• Sonuç bulunamadı

1.8. Araştırmanın Anahtar Kavramları ve Tanımlar

2.1.2. Dil Bilgisi Öğretimi

Dil bilgisi, dili oluşturan temel öğelerin birbiri ile ilişkisi ve etkileşimi sonucunda oluşan genel özellik ve kurallardır. Dil bilgisi öğretimi bu kural ve özelliklerin kişide beceri halini almasını amaçlamaktadır. Böylece birey dil bilincini kazanarak dilini daha iyi tanır. Doğru ve mantıksal düşünme, okuduğunu anlama ve yorumlama gibi beceriler dil bilgisinin etkili öğrenme ve öğretimi sonunda ortaya çıkar.

Dil bilgisi (gramer), “Bir dili ses, sekil ve cümle yapıları ile dilin çeşitli öğeleri arasındaki anlam ilişkileri açısından inceleyerek bunlarla ilgili kuralları ve işleyiş özelliklerini ortaya koyan bilimdir. Ses bilgisi, sekil bilgisi, cümle bilgisi ve anlam bilgisi gramerin başlıca bölümleridir. Tür olarak tasvirî gramer, tarihî gramer ve karşılaştırmalı gramer gibi türleri vardır” (Korkmaz, 1992: 121).

Dili oluşturan çeşitli bileşenler vardır. Bu bileşenlerden en küçüğü ses ve sesin dildeki karşılığı olan harftir. Alt bileşenler bir araya gelerek üst bileşenlerin oluşumunu sağlamaktadır. Sesler ve harfler birleşerek sırasıyla heceleri, kelimeleri, cümle ve metinleri oluşturmaktadırlar. Dil bilgisi alandaki bu öğeler tür, yapı, görev, işleyiş ve anlam yönünden incelenip araştırılmakta ve çeşitli kurallar oluşturulmaktadır. Eskiden dil bilgisi öğretimi denildiğinde ise akla yalnızca bu kuralların öğretimi geliyordu.

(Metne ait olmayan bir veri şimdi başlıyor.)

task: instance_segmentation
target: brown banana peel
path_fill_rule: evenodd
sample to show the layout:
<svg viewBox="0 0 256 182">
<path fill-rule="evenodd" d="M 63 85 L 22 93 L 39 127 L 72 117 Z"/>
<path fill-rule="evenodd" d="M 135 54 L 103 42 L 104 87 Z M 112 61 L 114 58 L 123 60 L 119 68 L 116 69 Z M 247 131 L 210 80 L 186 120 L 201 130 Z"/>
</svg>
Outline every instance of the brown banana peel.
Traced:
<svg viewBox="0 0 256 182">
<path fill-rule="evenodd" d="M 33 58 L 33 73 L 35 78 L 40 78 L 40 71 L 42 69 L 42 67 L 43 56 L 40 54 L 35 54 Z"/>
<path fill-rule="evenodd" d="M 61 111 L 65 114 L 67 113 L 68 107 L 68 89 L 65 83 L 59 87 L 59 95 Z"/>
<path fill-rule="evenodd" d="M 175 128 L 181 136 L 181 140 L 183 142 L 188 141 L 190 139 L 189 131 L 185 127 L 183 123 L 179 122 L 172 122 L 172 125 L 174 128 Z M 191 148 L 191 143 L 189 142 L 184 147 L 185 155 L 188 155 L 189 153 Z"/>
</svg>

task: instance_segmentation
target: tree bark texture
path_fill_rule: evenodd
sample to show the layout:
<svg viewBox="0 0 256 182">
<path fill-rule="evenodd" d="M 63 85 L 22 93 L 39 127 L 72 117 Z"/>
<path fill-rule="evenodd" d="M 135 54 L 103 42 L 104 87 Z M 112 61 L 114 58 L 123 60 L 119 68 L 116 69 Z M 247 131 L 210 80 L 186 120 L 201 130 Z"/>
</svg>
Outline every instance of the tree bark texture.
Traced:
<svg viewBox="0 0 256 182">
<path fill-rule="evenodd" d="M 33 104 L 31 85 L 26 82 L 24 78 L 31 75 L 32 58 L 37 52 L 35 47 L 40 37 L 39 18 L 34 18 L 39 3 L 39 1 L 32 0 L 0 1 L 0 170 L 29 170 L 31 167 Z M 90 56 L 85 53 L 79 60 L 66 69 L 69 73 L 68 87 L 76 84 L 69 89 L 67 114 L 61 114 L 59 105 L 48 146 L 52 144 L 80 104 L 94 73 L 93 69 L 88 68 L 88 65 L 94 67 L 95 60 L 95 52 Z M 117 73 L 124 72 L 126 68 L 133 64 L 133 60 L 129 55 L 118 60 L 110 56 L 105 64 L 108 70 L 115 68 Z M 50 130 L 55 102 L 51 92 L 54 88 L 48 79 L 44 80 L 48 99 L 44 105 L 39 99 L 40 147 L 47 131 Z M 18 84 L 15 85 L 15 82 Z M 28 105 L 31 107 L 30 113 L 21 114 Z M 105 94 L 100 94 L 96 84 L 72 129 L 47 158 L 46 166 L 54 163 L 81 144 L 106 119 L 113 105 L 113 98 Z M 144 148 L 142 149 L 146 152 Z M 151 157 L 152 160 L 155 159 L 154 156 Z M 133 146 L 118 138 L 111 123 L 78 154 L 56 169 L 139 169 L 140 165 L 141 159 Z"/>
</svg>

Günümüzde ise bu anlayış değişmiştir. Bireyin zihinsel becerilerini kullanması ve dili iyi kullanıp anlaması amacıyla dil bilgisi öğretimi gerçekleştirilmektedir. Dil bilgisi öğretimi sadece dilin kurallarını öğretmeyi değil dili öğretmeyi amaçlamaktadır.

“Dil çeşitli öğelerden oluşmaktadır. Bunlar küçükten büyüğe doğru sıralandığında dili oluşturan en küçük öğeler sesler olmaktadır. Sesler tek başına iken çoğu zaman bir anlamı olmaksızın ancak diğer öğelerle birleşince anlam kazanmaktadır.

Seslerin yazılı dildeki karşılıkları ise harflerdir. Sesler ve harfler birleşerek sırası ile heceleri, kelimeleri ve cümleleri oluşturmaktadır” (Güneş, 2013: 72). “Cümledeki kelimelerin dizilişi, işlevi, anlamı, kelime ve cümlelerden metin oluşturma gibi durumlar dil bilgisi alanına girmektedir. Dil bilgisi alanında, bir dili oluşturan ses, kelime, cümle ve metin gibi öğeler yapı, tür, görev, işleyiş ve anlam yönüyle incelenmekte ve çeşitli kurallar ortaya konulmaktadır” (Güneş, 2013: 72).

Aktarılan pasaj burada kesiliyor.